Le Regioni performanti sono quelle che non solo curano di più, ma curano prima e curano vicino. E in oncologia, dove ogni giorno può fare la differenza, questa non è solo buona organizzazione: è sopravvivenza.

Gli screening: il primo (e spesso unico) scudo

Ma la rete non serve solo a curare. Serve anche e, soprattutto, a prevenire. E qui l’Agenas lancia un altro segnale d’allarme: sebbene il livello di inviti agli screening sia aumentato (in media il 95% per il tumore alla mammella, 96% per il colon-retto, 101% per la cervice uterina), l’adesione reale resta deludente, specie nel Mezzogiorno.

Nel 2024:

  • solo il 49% delle donne italiane ha fatto la mammografia,

  • il 32% ha effettuato il test per il colon-retto,

  • il 41% si è sottoposto al Pap-test.

Nel Sud e nelle Isole, l’adesione è ancora più bassa: 36% per la mammella, 15% per il colon-retto, 34% per la cervice uterina. In Calabria, Sicilia e Sardegna, i dati sono fermi o addirittura in calo, e in alcuni casi mancano del tutto. “Manca ancora una reale cultura della prevenzione – si legge nel report – e la rete oncologica dovrebbe coordinarsi meglio con i Dipartimenti di Prevenzione delle ASL”.
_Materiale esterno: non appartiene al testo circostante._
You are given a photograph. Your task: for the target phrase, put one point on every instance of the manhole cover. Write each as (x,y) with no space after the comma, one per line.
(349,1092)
Il diritto alle cure non può dipendere dal CAP

“La creazione di reti oncologiche forti e la promozione attiva degli screening sono la chiave per ridurre la mortalità oncologica e garantire un percorso di cura dignitoso. Le regioni più virtuose dimostrano che con investimenti mirati, governance solida e una cultura dell’integrazione ospedale-territorio si possono raggiungere e superare i target ministeriali. Per il Sud, la strada è ancora lunga e richiede interventi mirati, politiche incisive e un impegno costante per trasformare l’equità di accesso in un diritto davvero universale.” concludono gli esperti di Agenas.